Ach was mach ich da einen auf dicke Hose mit meinen Sprachkenntnissen! Dick war nur die Jacke und, ja, auch die Hose. Denn es ging mit einer wetterfesten Seilschaft ungesichert auf den Sturm umtobten Olympic Hill. Also des Bergerl was da neben dem Turm und so.
Wir stiegen über die noch restbeblühte Ostflanke auf und ließen auf halber Strecke die Olympiaalm links liegen, denn wir hatten nur ein Ziel: auffi aufn Berg!
Der zu erwartende Sonnenuntergang ließ uns bis an die Grenzen des körperlich machbaren gehen. Natürlich kamen mir unterwegs so die Gedanken. Warum ist der Rucksack so schwer? Hast du vielleicht zu viel eingepackt? Das Wetter hätte sich auch früher entscheiden können. Regen, Schnee, Sonne, Wind, Temperatur... wäre das früh morgens um 18.30 klar gewesen hätte ich Schwimmweste, Steigeisen und Bikini zuhause gelassen. Egal, immer weiter.

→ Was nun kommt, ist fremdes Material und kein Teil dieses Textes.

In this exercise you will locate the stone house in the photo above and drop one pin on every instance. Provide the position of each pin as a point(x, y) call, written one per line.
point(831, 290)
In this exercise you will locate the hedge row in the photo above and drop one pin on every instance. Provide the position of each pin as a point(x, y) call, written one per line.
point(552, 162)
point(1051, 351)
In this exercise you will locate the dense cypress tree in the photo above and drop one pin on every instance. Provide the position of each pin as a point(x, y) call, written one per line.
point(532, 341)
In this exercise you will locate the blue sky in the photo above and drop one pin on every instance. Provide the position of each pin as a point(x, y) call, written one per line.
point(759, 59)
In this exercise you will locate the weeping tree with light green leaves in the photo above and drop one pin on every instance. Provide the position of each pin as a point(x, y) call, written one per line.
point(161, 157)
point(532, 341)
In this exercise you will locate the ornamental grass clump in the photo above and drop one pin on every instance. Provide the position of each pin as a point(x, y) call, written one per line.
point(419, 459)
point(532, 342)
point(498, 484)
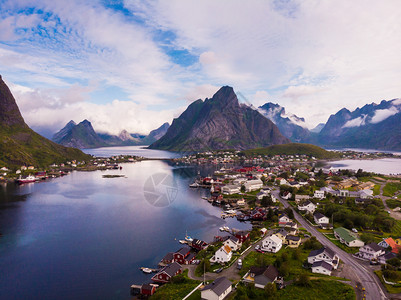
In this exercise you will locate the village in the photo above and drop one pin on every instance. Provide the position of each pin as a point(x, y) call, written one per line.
point(307, 223)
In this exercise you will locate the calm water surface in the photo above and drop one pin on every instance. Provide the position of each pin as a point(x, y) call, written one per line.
point(383, 166)
point(85, 237)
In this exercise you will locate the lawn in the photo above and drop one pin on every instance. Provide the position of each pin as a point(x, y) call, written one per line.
point(319, 289)
point(176, 290)
point(390, 188)
point(392, 289)
point(376, 190)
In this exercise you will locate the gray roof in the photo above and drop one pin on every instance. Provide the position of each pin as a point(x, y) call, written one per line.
point(269, 275)
point(375, 247)
point(318, 215)
point(323, 264)
point(328, 251)
point(219, 286)
point(172, 269)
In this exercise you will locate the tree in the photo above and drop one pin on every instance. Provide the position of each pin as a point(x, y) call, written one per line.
point(271, 291)
point(303, 280)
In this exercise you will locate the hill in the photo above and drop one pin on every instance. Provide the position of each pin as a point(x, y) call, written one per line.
point(219, 123)
point(293, 149)
point(20, 145)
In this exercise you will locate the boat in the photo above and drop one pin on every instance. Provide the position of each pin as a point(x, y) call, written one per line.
point(146, 270)
point(28, 179)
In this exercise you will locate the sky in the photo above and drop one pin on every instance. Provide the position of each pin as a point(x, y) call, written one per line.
point(128, 64)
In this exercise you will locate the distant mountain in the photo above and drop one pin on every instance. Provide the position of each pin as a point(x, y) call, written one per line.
point(289, 125)
point(20, 145)
point(318, 128)
point(83, 135)
point(294, 149)
point(374, 126)
point(219, 123)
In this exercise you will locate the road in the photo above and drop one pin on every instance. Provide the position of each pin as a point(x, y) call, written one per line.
point(363, 274)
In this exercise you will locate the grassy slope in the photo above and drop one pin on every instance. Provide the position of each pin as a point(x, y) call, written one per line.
point(294, 149)
point(22, 146)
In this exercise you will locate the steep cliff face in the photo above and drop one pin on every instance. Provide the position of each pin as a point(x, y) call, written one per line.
point(220, 123)
point(20, 145)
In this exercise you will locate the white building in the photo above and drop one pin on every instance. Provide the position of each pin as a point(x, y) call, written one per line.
point(370, 251)
point(324, 254)
point(233, 242)
point(222, 255)
point(253, 185)
point(322, 267)
point(318, 194)
point(308, 207)
point(272, 244)
point(217, 290)
point(230, 189)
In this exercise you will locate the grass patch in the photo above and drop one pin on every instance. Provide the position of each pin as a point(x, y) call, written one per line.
point(390, 188)
point(319, 289)
point(376, 190)
point(392, 289)
point(178, 289)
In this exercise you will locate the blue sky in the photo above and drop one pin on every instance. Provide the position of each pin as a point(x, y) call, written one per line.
point(134, 65)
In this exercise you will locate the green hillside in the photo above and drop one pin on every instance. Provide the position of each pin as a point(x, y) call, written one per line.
point(293, 149)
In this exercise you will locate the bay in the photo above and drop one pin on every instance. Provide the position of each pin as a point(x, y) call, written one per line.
point(83, 236)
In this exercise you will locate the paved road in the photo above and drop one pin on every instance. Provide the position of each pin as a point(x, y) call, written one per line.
point(363, 274)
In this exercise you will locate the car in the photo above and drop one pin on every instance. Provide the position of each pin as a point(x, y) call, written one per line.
point(239, 264)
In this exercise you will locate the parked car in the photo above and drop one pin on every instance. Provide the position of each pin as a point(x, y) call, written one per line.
point(239, 264)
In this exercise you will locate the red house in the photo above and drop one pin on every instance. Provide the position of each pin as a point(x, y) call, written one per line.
point(148, 289)
point(242, 236)
point(167, 273)
point(199, 244)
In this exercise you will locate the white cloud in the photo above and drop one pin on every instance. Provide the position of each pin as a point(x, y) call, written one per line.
point(360, 121)
point(382, 114)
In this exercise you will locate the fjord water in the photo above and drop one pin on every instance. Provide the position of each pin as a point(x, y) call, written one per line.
point(83, 236)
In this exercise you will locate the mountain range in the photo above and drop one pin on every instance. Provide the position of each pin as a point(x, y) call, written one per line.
point(220, 123)
point(82, 135)
point(20, 145)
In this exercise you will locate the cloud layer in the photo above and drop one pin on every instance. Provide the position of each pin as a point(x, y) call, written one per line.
point(312, 57)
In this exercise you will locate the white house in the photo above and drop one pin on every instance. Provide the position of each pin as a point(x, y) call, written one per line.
point(370, 251)
point(320, 218)
point(233, 242)
point(253, 185)
point(324, 254)
point(322, 267)
point(272, 244)
point(308, 207)
point(222, 255)
point(318, 194)
point(217, 290)
point(231, 189)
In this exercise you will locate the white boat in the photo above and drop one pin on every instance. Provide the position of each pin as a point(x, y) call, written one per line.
point(29, 178)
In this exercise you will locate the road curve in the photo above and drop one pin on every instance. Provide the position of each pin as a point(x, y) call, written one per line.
point(372, 285)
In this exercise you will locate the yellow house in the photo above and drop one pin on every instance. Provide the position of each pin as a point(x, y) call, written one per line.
point(293, 241)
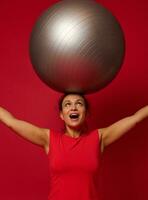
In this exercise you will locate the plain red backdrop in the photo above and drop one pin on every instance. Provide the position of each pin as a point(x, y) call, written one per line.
point(23, 165)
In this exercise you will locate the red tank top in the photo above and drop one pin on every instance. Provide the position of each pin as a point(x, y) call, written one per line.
point(74, 166)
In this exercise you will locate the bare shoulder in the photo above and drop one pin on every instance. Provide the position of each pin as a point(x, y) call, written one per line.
point(47, 140)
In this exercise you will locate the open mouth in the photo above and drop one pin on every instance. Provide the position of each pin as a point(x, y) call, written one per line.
point(74, 116)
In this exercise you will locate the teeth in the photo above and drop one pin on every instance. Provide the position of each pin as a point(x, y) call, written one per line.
point(74, 115)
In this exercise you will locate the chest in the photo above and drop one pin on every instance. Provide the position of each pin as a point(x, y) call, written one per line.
point(81, 155)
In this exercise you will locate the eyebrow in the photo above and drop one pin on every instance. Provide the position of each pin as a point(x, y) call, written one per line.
point(70, 100)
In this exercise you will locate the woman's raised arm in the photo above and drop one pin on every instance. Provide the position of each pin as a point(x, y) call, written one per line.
point(32, 133)
point(119, 128)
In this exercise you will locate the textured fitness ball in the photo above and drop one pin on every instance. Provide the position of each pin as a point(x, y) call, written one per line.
point(77, 46)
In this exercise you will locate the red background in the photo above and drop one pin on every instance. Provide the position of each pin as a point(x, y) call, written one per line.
point(23, 165)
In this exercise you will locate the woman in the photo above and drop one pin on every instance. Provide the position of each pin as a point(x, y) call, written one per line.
point(74, 156)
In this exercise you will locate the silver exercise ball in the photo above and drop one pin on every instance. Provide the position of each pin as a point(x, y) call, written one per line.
point(77, 46)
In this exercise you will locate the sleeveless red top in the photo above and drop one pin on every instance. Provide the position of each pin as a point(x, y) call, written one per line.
point(74, 166)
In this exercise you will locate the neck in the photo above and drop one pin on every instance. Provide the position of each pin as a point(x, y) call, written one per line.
point(73, 132)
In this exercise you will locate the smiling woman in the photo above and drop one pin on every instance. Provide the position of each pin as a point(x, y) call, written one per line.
point(74, 157)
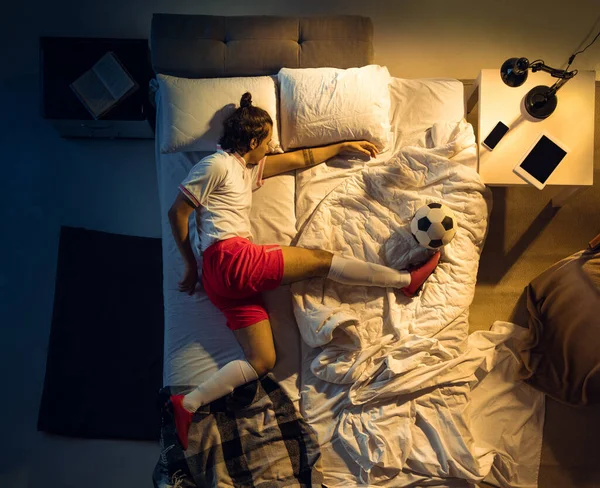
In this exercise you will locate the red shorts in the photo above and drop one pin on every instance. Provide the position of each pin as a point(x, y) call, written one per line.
point(235, 272)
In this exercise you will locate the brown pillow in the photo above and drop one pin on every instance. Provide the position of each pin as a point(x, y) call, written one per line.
point(561, 353)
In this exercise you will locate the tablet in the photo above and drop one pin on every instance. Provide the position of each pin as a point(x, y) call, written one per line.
point(540, 161)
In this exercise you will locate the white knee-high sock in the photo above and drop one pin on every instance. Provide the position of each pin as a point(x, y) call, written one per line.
point(355, 272)
point(233, 374)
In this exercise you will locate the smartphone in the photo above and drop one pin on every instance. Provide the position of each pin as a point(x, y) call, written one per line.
point(493, 138)
point(540, 161)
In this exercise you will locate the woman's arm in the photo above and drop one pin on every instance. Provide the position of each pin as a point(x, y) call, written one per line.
point(179, 214)
point(305, 158)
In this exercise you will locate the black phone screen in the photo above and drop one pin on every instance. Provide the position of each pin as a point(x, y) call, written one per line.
point(494, 137)
point(543, 159)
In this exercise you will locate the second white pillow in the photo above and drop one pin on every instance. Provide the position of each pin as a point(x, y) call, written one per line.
point(321, 106)
point(193, 110)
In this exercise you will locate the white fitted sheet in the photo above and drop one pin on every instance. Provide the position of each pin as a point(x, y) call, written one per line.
point(197, 342)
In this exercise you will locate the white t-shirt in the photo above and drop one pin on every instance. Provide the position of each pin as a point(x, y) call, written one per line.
point(220, 186)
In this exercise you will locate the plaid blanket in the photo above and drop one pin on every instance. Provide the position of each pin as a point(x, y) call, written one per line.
point(253, 437)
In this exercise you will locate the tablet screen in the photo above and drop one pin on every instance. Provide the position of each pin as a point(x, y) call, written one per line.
point(543, 159)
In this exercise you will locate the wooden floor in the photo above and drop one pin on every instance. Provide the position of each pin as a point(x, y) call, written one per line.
point(526, 236)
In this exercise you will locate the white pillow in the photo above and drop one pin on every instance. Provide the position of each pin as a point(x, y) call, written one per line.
point(326, 105)
point(192, 111)
point(419, 103)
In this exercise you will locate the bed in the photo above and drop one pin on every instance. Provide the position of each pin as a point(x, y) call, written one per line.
point(385, 391)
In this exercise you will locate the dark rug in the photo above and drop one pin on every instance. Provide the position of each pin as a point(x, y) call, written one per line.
point(105, 356)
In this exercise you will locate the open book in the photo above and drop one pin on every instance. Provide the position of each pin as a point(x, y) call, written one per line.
point(104, 85)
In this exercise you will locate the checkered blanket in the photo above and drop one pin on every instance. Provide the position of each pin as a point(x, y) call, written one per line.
point(253, 437)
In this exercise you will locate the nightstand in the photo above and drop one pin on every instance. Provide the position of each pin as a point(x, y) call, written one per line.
point(64, 59)
point(572, 123)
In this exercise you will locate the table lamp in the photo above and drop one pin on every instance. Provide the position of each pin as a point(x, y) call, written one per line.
point(541, 100)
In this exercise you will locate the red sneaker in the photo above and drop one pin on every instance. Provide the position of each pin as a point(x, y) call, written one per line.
point(183, 419)
point(419, 275)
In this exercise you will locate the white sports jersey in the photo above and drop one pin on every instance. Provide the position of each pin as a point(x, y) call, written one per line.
point(220, 186)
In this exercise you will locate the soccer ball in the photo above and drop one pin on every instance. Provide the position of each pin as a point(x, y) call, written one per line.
point(433, 226)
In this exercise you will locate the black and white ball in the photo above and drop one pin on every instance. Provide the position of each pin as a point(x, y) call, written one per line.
point(433, 226)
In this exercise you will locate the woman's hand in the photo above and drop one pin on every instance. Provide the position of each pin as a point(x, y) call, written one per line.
point(190, 278)
point(364, 147)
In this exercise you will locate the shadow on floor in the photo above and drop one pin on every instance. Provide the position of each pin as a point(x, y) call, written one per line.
point(495, 260)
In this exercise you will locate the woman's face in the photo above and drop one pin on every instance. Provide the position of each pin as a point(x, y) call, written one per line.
point(262, 149)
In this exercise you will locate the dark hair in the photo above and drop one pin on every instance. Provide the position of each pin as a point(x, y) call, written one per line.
point(246, 123)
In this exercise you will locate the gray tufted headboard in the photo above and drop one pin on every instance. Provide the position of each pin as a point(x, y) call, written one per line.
point(207, 46)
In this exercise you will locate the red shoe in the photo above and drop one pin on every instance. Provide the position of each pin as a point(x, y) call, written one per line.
point(419, 276)
point(183, 419)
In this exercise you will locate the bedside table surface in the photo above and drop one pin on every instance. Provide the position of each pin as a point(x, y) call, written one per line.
point(64, 59)
point(571, 124)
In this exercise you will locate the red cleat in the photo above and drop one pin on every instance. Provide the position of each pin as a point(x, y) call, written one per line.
point(183, 419)
point(419, 275)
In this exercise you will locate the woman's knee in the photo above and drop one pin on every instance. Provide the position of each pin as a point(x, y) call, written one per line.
point(264, 363)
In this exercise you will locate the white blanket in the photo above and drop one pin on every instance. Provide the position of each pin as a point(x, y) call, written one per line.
point(407, 367)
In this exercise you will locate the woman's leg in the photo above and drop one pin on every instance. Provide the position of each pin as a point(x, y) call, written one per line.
point(257, 343)
point(300, 264)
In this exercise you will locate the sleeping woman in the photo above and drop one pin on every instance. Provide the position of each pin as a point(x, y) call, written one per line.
point(235, 270)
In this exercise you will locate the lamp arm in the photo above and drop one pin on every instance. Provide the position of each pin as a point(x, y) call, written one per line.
point(554, 88)
point(556, 73)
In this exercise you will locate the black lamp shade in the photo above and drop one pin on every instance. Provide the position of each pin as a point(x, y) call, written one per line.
point(514, 71)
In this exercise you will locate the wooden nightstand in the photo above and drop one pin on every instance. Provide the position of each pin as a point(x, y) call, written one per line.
point(64, 59)
point(572, 123)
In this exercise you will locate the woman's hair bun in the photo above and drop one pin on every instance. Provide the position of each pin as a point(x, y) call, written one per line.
point(246, 100)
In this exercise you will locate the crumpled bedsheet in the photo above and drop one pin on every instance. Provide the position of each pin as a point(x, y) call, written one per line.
point(404, 373)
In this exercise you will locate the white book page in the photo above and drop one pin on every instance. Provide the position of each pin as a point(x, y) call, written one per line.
point(93, 93)
point(114, 77)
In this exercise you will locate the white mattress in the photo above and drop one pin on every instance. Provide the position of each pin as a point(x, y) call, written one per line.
point(197, 342)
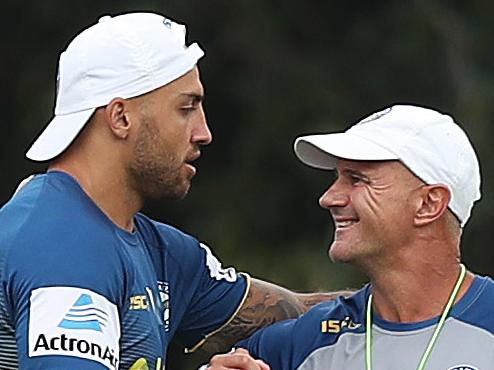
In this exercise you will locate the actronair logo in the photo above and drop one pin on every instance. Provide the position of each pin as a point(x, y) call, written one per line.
point(84, 315)
point(74, 345)
point(75, 322)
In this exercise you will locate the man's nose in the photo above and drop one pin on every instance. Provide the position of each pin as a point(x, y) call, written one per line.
point(334, 196)
point(202, 134)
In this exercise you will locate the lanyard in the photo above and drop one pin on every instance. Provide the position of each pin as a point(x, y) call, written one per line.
point(432, 341)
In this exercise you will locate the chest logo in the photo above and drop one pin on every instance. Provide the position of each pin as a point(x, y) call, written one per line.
point(84, 315)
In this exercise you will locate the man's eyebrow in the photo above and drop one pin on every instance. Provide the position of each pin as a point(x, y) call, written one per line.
point(354, 172)
point(196, 97)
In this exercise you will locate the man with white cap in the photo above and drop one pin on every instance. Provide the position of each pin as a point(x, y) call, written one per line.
point(87, 282)
point(407, 179)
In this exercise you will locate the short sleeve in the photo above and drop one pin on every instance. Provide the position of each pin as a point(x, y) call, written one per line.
point(218, 294)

Nach endlos erscheinenden Minuten erreichten wir nicht den Gipfel. Drama! Der musste jetzt einfach sein. Denn uns reichten die zwei Geländestufen unterhalb des Gipfels um den Sonnenuntergang zu genießen und um ein paar Fotos zu machen. Der Abstieg erfolge über die gleiche Route und ich war froh dass digitale Bilder nichts wiegen.